After a multi-year slump in the forest industry, the flow of people going north to work in the oil patch has ceased and is now running the other way.
“I’ve got a desk covered with resumes of people who work in the oil patch,” said Don Banasky, TLA President and operations manager at CopCan Contracting Ltd. and FallTech Logging in Nanaimo.
“In fact,” said Banansky, “I hired a guy last week who’d left the oil patch in hopes of getting a forestry job on the Island close to home. And I’ve got jobs to fill—road building, driller/blaster, graderman, excavator operator.”
Rick Parcher also chose to leave the oil patch come back to forestry and Vancouver Island. He came back last summer for his wife and two daughters. “You can’t watch your kids grow up,” said Parcher. “In a month you have 21 days away, two days travel and seven days to fit back into the wife’s schedule. It wasn’t working.”
Parcher was born in the Franklin River logging camp. His dad was a hook tender. One grandpa was a log truck driver; the other a Finning Mechanic. He grew up in forestry. But in 1997 the forest industry hit a rough patch and Parcher left for the oil patch. For 15 years he “chased the rig” across northern BC and Alberta.
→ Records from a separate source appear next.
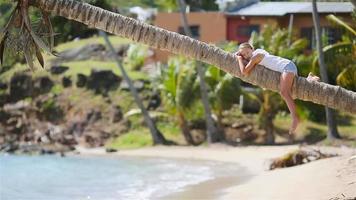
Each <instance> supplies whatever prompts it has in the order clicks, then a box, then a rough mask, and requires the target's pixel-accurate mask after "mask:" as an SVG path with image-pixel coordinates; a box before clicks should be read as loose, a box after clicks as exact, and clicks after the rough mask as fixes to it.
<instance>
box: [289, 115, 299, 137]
mask: <svg viewBox="0 0 356 200" xmlns="http://www.w3.org/2000/svg"><path fill="white" fill-rule="evenodd" d="M298 124H299V119H298V117H293V121H292V126H291V127H290V129H289V134H290V135H292V134H294V133H295V130H296V129H297V127H298Z"/></svg>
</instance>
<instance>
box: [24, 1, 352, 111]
mask: <svg viewBox="0 0 356 200" xmlns="http://www.w3.org/2000/svg"><path fill="white" fill-rule="evenodd" d="M30 3H31V5H33V6H36V7H38V8H40V9H41V10H43V11H47V12H51V13H52V14H53V15H58V16H62V17H65V18H67V19H73V20H75V21H78V22H81V23H83V24H86V25H88V26H89V27H94V28H96V29H100V30H104V31H106V32H109V33H113V34H115V35H118V36H121V37H124V38H129V39H131V40H133V41H136V42H139V43H143V44H146V45H148V46H150V47H154V48H158V49H162V50H168V51H170V52H172V53H175V54H181V55H184V56H187V57H190V58H193V59H197V60H200V61H203V62H206V63H209V64H211V65H215V66H218V67H219V68H220V69H222V70H223V71H225V72H227V73H230V74H232V75H233V76H236V77H239V78H241V79H242V80H244V81H246V82H248V83H251V84H254V85H258V86H260V87H262V88H266V89H269V90H273V91H278V90H279V88H278V86H279V79H280V73H278V72H274V71H271V70H268V69H266V68H264V67H261V66H257V67H256V69H254V70H253V72H252V73H251V74H250V76H248V77H243V76H242V74H241V72H240V70H239V67H238V62H237V59H236V57H235V56H234V55H233V54H231V53H228V52H225V51H223V50H222V49H220V48H218V47H216V46H214V45H209V44H206V43H204V42H200V41H198V40H194V39H192V38H190V37H188V36H183V35H180V34H178V33H175V32H170V31H167V30H165V29H162V28H158V27H155V26H151V25H148V24H146V23H143V22H139V21H137V20H135V19H131V18H129V17H125V16H122V15H120V14H117V13H113V12H110V11H107V10H104V9H101V8H98V7H95V6H92V5H90V4H87V3H82V2H79V1H75V0H31V2H30ZM292 95H293V97H295V98H298V99H301V100H305V101H312V102H314V103H317V104H321V105H325V106H328V107H331V108H336V109H339V110H341V111H345V112H349V113H356V106H355V104H356V93H355V92H352V91H348V90H346V89H344V88H341V87H339V86H333V85H329V84H326V83H319V82H308V81H307V80H306V79H305V78H302V77H298V78H297V79H296V80H295V83H294V84H293V89H292Z"/></svg>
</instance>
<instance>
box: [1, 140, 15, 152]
mask: <svg viewBox="0 0 356 200" xmlns="http://www.w3.org/2000/svg"><path fill="white" fill-rule="evenodd" d="M18 148H19V146H18V145H17V144H15V143H13V142H9V143H5V144H3V145H0V151H2V152H6V153H13V152H15V151H16V150H17V149H18Z"/></svg>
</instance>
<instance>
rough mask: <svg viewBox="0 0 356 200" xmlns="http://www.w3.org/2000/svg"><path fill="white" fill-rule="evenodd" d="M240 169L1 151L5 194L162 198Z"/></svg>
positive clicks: (18, 198)
mask: <svg viewBox="0 0 356 200" xmlns="http://www.w3.org/2000/svg"><path fill="white" fill-rule="evenodd" d="M239 170H240V168H239V167H238V166H237V165H235V164H226V163H219V162H208V161H206V162H205V161H199V162H195V161H185V160H171V159H147V158H138V157H135V158H127V157H125V158H122V157H115V158H114V157H78V156H74V157H64V158H62V157H59V156H12V155H11V156H7V155H0V199H1V200H88V199H90V200H93V199H95V200H117V199H135V200H136V199H156V198H158V197H162V196H165V195H169V194H171V193H174V192H179V191H182V190H183V188H184V187H187V186H189V185H194V184H198V183H200V182H204V181H207V180H210V179H213V178H215V177H223V176H231V175H234V174H235V175H236V174H237V173H239Z"/></svg>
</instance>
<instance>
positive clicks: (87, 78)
mask: <svg viewBox="0 0 356 200" xmlns="http://www.w3.org/2000/svg"><path fill="white" fill-rule="evenodd" d="M87 80H88V78H87V77H86V76H85V75H84V74H77V82H76V85H77V87H79V88H82V87H85V85H86V84H87Z"/></svg>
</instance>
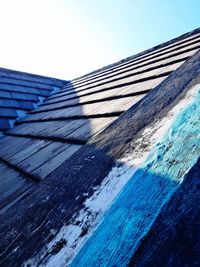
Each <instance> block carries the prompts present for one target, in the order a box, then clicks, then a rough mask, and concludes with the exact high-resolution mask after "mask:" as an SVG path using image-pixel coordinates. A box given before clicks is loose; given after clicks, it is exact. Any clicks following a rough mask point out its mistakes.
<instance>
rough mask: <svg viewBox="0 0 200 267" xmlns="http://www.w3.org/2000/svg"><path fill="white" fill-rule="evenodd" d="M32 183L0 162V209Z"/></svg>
mask: <svg viewBox="0 0 200 267" xmlns="http://www.w3.org/2000/svg"><path fill="white" fill-rule="evenodd" d="M33 185H34V184H33V183H31V181H30V180H28V179H27V178H26V177H24V176H22V175H20V174H19V173H18V172H17V171H15V170H13V169H9V168H8V167H7V166H6V165H5V164H3V163H1V162H0V209H2V208H4V207H5V206H7V205H8V204H10V203H11V202H12V201H13V200H15V199H16V198H17V197H19V196H20V195H22V194H23V193H24V192H25V191H27V190H28V189H30V188H31V187H32V186H33Z"/></svg>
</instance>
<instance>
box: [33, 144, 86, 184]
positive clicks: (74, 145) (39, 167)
mask: <svg viewBox="0 0 200 267" xmlns="http://www.w3.org/2000/svg"><path fill="white" fill-rule="evenodd" d="M81 147H82V146H81V145H74V144H73V145H69V146H68V147H67V148H66V149H64V150H63V151H62V152H60V153H58V154H57V155H55V156H54V157H52V158H51V159H48V161H47V162H46V163H44V164H43V165H41V166H40V167H38V168H36V169H35V170H34V171H33V174H36V175H39V177H40V178H41V179H45V178H46V177H47V176H48V175H50V174H51V173H52V172H53V171H54V170H55V169H56V168H58V167H59V166H60V165H61V164H62V163H63V162H65V161H66V160H67V159H69V158H70V157H71V156H72V155H73V154H74V153H76V152H77V151H78V150H79V149H80V148H81Z"/></svg>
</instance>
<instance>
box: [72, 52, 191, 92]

In September, Parcher joined TLA member company, Alternative Forest Operations. “They’re a great company,” said Parcher. “They’re family oriented and willing to train.” These days, Parcher is working as a charge hand outside of Chemainus. He’s out in the field relaying safety alerts and making sure everyone is signed in. “I’m working about an hour and ten minutes from home right now,” said Parcher. “A lot better than a 24-hour commute, weather permitting!”
Bridger Schmidt is Parcher’s boss and managing partner at Alternative Forest Operations. “A lot of the skills people develop in oil and gas can be transferred to forestry,” said Schmidt. “My hook tender is also back from the oil patch. I attract and retain people on my crew by selling the West Coast lifestyle and quality of life. Money isn’t everything.”